Abstract

The value of measuring asymmetry of cerebral perfusion semiquantitatively by single-photon emission computed tomography (SPECT) correlated with measuring the volume of infarction on computed tomography (CT) was evaluated in cerebral embolism. Eighteen patients with acute cerebral embolism (mean age: sixty-nine years) were evaluated. Ten were diagnosed as having middle cerebral artery (MCA) occlusion, 3 as having MCA branch occlusion, and 4 as having unilateral and 1 as having bilateral internal carotid occlusion. The infarct volume was measured, summing up the area of infarction on CT, at 8.5 days, mean time after onset. Outcomes of the patients were classified into three groups: good, fair, or dead, judged by the consequences one month after onset. Regional cerebral blood flow (rCBF) was measured in 9 of 10 surviving patients at one month, mean time after onset, by 123[iodine N-isopropyl-p-iodoamphetamine (IMP) SPECT. Semiquantitative rCBF index of asymmetry (AI) was evaluated from four regions of brain cortex. Eleven patients with < 300 mL infarct and 7 with > or = 300 mL infarct showed a significant difference of outcome with infarct volumes (P < 0.01). The mean AI value in patients with < 150 mL infarct was 31% while it was 52% with > or = 150 mL infarct (P < 0.039).

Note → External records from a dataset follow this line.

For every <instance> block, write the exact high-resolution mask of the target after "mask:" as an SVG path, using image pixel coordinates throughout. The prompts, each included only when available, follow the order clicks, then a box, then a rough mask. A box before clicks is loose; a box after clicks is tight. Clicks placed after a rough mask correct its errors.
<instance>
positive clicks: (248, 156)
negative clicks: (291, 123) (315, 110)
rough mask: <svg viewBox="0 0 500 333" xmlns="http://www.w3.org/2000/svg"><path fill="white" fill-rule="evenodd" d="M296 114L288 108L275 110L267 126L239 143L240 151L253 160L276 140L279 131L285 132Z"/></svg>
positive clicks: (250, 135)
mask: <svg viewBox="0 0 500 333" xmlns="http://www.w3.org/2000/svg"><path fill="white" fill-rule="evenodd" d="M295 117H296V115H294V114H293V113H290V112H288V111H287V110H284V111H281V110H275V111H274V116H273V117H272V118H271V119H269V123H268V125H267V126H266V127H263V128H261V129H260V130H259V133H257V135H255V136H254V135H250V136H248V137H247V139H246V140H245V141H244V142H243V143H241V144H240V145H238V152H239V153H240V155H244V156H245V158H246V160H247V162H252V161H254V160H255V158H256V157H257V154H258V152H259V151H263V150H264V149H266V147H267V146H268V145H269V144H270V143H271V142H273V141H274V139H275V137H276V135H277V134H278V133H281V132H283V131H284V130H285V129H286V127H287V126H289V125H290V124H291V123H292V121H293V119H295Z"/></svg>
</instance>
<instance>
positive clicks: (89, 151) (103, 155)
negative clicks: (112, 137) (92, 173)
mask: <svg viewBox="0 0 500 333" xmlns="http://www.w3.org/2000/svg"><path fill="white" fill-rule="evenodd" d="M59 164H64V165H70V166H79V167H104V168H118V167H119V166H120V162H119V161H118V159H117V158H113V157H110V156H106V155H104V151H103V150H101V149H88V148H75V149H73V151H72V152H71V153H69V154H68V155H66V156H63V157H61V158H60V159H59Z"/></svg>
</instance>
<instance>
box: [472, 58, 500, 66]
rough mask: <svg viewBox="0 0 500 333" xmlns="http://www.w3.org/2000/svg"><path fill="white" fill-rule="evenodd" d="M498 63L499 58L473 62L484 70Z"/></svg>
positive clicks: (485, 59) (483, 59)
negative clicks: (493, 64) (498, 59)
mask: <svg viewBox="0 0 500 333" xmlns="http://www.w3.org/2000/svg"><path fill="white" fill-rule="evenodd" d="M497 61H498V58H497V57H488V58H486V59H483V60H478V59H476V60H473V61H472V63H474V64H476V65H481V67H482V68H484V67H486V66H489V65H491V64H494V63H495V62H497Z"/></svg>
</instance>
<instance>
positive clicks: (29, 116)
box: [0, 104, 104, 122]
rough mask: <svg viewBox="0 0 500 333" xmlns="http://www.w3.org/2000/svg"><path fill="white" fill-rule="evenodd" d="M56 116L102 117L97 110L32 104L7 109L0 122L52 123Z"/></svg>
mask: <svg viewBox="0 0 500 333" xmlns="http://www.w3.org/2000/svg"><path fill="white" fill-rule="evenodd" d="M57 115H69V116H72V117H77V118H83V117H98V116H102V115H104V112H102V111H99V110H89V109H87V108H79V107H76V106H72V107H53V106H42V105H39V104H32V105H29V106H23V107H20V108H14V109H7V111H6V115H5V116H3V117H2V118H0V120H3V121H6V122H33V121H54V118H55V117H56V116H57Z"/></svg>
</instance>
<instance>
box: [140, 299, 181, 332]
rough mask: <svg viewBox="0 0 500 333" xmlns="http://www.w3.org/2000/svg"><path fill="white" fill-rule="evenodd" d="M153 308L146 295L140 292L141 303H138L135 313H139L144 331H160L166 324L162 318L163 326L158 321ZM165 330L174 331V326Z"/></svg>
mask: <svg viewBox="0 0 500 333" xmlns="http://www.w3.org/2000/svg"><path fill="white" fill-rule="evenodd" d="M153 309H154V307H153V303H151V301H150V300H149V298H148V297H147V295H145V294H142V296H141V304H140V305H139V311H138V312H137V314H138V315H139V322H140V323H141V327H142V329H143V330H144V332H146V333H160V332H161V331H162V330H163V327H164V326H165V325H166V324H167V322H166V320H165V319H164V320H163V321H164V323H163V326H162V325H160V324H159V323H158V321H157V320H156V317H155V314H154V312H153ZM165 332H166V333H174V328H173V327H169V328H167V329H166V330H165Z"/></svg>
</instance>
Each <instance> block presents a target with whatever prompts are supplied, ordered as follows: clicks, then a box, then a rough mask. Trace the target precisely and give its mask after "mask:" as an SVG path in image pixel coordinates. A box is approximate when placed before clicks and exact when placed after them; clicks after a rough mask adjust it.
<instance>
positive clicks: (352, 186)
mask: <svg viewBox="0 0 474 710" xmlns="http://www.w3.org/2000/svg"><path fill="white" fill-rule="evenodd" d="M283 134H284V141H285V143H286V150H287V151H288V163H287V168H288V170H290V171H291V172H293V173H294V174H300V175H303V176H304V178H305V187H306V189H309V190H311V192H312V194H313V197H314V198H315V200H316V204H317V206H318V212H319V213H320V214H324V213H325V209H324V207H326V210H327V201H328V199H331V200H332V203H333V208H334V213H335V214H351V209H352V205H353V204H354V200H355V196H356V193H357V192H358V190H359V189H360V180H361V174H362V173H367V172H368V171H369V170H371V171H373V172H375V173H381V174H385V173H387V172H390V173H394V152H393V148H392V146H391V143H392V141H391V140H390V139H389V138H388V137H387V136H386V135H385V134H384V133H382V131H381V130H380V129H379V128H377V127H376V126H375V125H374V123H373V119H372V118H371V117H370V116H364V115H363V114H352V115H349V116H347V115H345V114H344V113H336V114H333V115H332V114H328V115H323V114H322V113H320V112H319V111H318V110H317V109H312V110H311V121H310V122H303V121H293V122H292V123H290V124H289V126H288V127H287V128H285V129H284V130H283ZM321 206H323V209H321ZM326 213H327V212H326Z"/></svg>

There were significant linear correlations between mean AI values and the volumes of infarction or infarct/brain volume ratios (P < 0.034 or P < 0.018). The significant correlations of the AI values with the volumes of infarction suggest that the measured asymmetry of perfusion evaluated by SPECT could reflect the ultimate tissue damage and residual intact brain volume after cerebral embolism.